Un yihadista muerto y 4 policías heridos en una redada en Bruselas
La capital belga revive una nueva operación contra el terrorismo islámico La autoridades confirmaron que el atacante abatido no es Salah Abdeslam, huido desde la masacre de París
Bruselas volvió a vivir ayer episodios violentos ligados a la lucha contra el terrorismo. Una redada antiyihadista en la capital belga se saldó ayer con un presunto yihadista muerto, en un tiroteo con la Policía, y cuatro agentes heridos, según confirmó la Fiscalía belga. La operación, en la que participaron efectivos franceses, estaba ligada a la investigación de los atentados de París del 13 de noviembre. Se desconoce la identidad del fallecido, pero la Fiscalía descartó que se tratara de Salah Abdeslam, uno de los cerebros de los ataques de la capital gala, huido desde entonces.
El tiroteo se produjo en el distrito bruselense de Forest durante un registro antiterrorista antes de las tres de la tarde. "Los agentes han llamado a la puerta del apartamento, han sido disparados varios tiros desde el interior y varios policías han resultado heridos", según el portavoz de la Fiscalía, Eric van der Sypt. Los dos tiroteos se produjeron en una zona próxima a la factoría de Audi en Bruselas.
El alcalde del distrito afectado, Marc-Jean Ghyssels, desplazado al perímetro de seguridad de la zona acordonada, confirmó el tiroteo e indicó que "no se ha determinado aún el número de personas huidas", señaló Le Soir. Según el diario La Dernière Heure, dos personas habrían huido después del tiroteo por el tejado de las viviendas, si bien este extremo no fue confirmado por la Policía de Midi.
Por su parte, el ministro francés del Interior, Bernard Cazeneuve, indicó que la operación llevada a cabo era una operación conjunta en la que participaban agentes galos y belgas. "Un equipo de policías belgas y franceses han intervenido y han sido objeto de disparos procedentes de armas pesadas", dijo el ministro en una comparecencia ante los medios de comunicación en Costa de Marfil, país que visita.
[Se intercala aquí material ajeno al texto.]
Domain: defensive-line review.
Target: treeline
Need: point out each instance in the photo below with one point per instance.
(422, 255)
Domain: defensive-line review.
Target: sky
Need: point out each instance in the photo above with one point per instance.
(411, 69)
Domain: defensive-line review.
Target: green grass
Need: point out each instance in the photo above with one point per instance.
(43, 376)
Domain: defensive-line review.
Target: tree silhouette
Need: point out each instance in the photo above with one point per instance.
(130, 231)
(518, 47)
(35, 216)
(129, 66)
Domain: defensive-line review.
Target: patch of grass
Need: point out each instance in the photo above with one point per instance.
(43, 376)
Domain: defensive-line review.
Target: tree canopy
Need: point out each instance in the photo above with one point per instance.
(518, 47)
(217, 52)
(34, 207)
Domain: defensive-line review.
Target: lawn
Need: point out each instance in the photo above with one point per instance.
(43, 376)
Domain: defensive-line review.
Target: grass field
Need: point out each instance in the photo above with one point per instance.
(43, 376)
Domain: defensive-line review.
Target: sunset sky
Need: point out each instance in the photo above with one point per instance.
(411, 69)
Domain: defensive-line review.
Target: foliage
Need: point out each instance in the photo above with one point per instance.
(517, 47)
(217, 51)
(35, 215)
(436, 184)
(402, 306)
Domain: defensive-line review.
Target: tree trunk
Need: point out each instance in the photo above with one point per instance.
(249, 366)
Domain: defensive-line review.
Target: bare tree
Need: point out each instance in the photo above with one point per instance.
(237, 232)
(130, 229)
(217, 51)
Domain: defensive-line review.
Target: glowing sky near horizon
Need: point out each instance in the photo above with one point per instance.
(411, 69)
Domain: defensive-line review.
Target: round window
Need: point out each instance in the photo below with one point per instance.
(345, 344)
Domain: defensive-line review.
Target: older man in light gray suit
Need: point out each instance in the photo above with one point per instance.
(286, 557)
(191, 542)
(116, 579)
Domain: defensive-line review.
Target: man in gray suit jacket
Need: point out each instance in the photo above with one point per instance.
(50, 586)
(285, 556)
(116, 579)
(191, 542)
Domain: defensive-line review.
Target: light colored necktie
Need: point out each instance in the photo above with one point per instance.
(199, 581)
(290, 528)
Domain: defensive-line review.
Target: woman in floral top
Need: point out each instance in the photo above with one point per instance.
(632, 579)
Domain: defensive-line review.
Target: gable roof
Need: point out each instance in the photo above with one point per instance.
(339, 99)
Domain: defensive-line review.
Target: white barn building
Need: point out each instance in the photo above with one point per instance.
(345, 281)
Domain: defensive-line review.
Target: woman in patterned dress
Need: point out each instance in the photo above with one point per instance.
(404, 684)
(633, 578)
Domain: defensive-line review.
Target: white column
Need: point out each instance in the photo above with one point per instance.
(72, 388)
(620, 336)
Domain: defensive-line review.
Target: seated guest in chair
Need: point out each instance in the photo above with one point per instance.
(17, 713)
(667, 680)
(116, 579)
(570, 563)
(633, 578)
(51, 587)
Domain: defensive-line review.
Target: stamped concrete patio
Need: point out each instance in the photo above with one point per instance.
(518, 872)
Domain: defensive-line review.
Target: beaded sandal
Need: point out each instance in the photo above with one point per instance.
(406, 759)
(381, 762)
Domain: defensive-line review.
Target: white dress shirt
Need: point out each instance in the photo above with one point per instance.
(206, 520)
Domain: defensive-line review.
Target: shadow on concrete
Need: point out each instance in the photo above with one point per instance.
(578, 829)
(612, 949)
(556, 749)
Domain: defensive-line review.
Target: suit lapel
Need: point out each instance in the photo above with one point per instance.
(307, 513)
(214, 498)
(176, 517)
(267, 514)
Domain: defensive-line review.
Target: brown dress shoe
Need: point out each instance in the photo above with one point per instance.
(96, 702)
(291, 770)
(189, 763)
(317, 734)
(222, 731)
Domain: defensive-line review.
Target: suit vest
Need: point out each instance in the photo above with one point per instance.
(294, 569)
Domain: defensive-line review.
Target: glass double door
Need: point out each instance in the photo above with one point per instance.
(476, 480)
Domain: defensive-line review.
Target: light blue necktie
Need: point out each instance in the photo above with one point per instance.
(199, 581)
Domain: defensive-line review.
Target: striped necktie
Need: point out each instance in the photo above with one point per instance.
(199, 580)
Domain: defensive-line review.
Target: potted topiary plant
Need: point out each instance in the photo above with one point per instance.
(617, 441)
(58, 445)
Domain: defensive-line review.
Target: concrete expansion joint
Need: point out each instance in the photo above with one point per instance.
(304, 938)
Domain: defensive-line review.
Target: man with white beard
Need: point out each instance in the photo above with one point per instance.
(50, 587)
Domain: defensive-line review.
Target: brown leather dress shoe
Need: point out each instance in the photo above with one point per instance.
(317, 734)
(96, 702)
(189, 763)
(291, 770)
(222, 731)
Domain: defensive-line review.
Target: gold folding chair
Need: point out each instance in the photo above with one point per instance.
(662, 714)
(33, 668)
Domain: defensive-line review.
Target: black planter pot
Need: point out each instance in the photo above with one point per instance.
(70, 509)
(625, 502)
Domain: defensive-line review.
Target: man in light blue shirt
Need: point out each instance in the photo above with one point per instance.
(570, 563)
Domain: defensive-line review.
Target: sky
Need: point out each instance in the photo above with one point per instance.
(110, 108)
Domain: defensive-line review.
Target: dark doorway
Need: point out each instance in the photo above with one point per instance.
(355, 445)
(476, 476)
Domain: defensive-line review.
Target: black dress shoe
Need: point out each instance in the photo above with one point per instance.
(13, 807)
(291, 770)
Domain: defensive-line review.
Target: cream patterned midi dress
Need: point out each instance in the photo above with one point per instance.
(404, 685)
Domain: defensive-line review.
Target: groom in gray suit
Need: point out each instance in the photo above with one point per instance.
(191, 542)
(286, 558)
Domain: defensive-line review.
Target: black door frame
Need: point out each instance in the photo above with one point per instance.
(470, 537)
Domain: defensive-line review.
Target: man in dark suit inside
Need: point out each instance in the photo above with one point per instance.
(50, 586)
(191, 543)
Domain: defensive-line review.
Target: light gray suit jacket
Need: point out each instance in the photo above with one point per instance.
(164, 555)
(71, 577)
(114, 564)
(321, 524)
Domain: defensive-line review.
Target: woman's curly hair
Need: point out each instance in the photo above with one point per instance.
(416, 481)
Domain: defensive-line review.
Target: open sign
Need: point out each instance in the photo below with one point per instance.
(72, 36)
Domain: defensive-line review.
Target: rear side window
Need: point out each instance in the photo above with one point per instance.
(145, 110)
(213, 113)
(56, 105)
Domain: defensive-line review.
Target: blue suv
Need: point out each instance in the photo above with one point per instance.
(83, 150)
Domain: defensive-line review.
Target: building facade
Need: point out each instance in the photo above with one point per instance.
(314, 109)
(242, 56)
Las autoridades belgas han procedido a acordonar parte del barrio de Forest y un helicóptero sobrevoló la zona.
Los investigadores no esperaban encontrar a nadie en el lugar, que había sido alquilado con un nombre falso, según informó RTBF. Después del tiroteo, un sospechoso con al menos un rifle Kalashnikov se atrincheró en el apartamento, mientras que otro se escondió en un terreno vacío cercano. Un perro policía equipado con una cámara de vídeo fue enviado al terreno, pero tuvo que regresar después de recibir un disparo del sospechoso.
En la zona se escucharon numerosos disparos y la Policía acordonó el área alrededor del apartamento. Según la Fiscalía, no estaba claro si había uno o dos sospechosos prófugos, mientras el operativo continuó por la noche. Los periodistas que se encontraban en el lugar dijeron que vieron humo saliendo de uno de los edificios en la zona cerrrada. Las autoridades pidieron a la gente que se encontraba en una guardería, escuelas y la fábrica de Audi cercanas que no saliera a la calle. Los niños fueron evacuados más tarde.
Desde los ataques de noviembre, 11 personas han sido inculpadas en Bélgica por presuntos vínculos terroristas. De ellas, ocho están todavía en arresto preventivo. Tanto Abdeslam como su amigo Mohamed Abrini, también originario de Molenbeek, continúan desaparecidos. El temor a que Bruselas fuera también escenario de episodios yihadistas como el ocurrido en París sembró el pánico entre las autoridades belgas, que decretaron medidas extraordinarias en diciembre del año pasado.